Un texte de l'Antiquité tardive intitulé De rebus bellicis décrit une liburne automotrice mue par des roues à aubes actionnées par des bêtes à cornes, cependant son existence fait débat car aucune fouille archéologique n'en a jamais exhumé.
Histoire
Après les guerres puniques, les Romains construisent des bateaux légers et rapides, dont la liburne, sur le modèle des bateaux des pirates illyriens, les lemboi (ou lembi en latin), tout en abandonnant le portant (apostis). Après la bataille d'Actium, elle devient le modèle standard utilisé par la marine romaine pour la reconnaissance et le raid[1].

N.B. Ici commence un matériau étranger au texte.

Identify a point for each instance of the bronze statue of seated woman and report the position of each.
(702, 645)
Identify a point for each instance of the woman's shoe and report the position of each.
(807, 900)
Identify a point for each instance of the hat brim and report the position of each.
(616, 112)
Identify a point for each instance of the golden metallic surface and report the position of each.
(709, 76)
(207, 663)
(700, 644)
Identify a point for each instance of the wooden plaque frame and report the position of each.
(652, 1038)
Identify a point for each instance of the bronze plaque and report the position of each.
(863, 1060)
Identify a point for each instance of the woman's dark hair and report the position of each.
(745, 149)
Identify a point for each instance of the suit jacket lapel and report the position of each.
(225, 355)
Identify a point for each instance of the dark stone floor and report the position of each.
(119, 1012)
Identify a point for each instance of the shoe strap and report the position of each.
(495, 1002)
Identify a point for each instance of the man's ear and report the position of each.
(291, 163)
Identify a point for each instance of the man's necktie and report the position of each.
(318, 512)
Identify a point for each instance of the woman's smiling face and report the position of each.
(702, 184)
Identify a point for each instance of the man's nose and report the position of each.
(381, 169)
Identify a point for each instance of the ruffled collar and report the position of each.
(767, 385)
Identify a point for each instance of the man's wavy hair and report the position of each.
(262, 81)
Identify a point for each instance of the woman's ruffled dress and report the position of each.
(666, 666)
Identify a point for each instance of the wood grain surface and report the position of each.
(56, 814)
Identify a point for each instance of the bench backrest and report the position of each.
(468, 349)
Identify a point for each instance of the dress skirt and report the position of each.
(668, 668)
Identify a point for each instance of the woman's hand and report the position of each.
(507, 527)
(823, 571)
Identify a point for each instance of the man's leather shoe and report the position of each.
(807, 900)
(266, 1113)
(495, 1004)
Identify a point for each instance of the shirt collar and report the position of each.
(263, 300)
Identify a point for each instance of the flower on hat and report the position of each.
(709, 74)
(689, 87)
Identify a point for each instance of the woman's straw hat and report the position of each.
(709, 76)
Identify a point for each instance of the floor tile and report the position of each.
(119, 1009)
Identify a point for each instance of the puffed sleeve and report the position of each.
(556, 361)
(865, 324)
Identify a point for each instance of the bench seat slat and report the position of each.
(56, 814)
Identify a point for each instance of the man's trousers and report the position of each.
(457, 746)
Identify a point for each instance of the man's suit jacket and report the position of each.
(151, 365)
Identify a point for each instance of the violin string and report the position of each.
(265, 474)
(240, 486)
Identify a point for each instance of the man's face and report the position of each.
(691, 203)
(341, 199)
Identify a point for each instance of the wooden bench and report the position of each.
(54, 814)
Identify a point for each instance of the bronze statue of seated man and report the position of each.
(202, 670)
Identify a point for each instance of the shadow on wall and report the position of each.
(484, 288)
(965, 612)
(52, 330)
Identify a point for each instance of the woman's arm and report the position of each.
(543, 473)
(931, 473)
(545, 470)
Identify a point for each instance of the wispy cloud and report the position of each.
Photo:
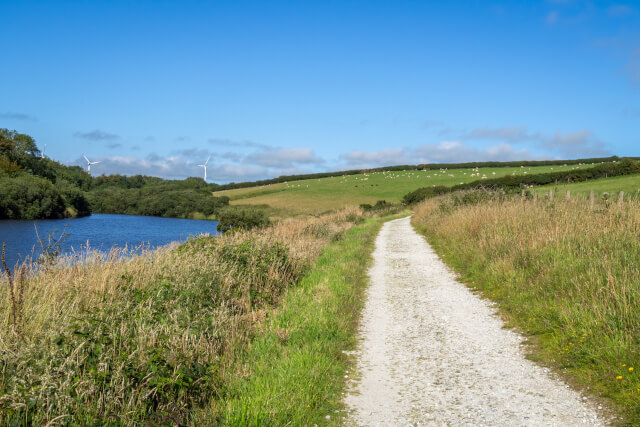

Végèce donne sommairement les principes de construction des liburnes et de la coupe des bois[2]. À son époque le mot liburne est devenu un terme générique pour désigner tout navire de guerre ; les liburnes ont de un à cinq rangs de rameurs. Des navires légers de vingt rameurs les pilotent et servent à la reconnaissance navale : ils sont camouflés (littéralement picati ou « peints ») en couleur vert océan[3].
Description
La différence entre les liburnes et les autres navires de guerre tels que les trirèmes, quadrirèmes et quinquérèmes ne réside pas tant dans le nombre de rang de rameurs que dans sa conception même[4] - [5] Une liburne mesurait une trentaine de mètres de long et cinq mètres de large. Les deux rangs de 18 rameurs pouvaient faire atteindre au navire une vitesse de 7 nœuds, et même 14 en naviguant à la voile[6].
Liburne automotrice
La liburne automotrice est un type de navire antique qui aurait été utilisé par la marine romaine durant les derniers siècles d'existence de l'Empire romain d'Occident. Sa caractéristique principale est de se mouvoir grâce à des roues à aubes actionnées par des bœufs embarqués dans le bateau. Aucune telle liburne n'a jamais été retrouvée mais l'invention est mentionnée dans le De rebus bellicis, manuscrit anonyme datant de la fin du IVe siècle ou du début du Ve siècle. Si l'on excepte le cas de ce navire, les premiers bateaux se déplaçant au moyen de roues à aubes datent hypothétiquement de la Chine du XIIe siècle[7], et de manière certaine des travaux de Denis Papin au XVIIe siècle, tandis que leur généralisation ne remonte qu'au XIXe siècle, lorsque Robert Fulton fait naviguer sur la Seine le premier navire à vapeur.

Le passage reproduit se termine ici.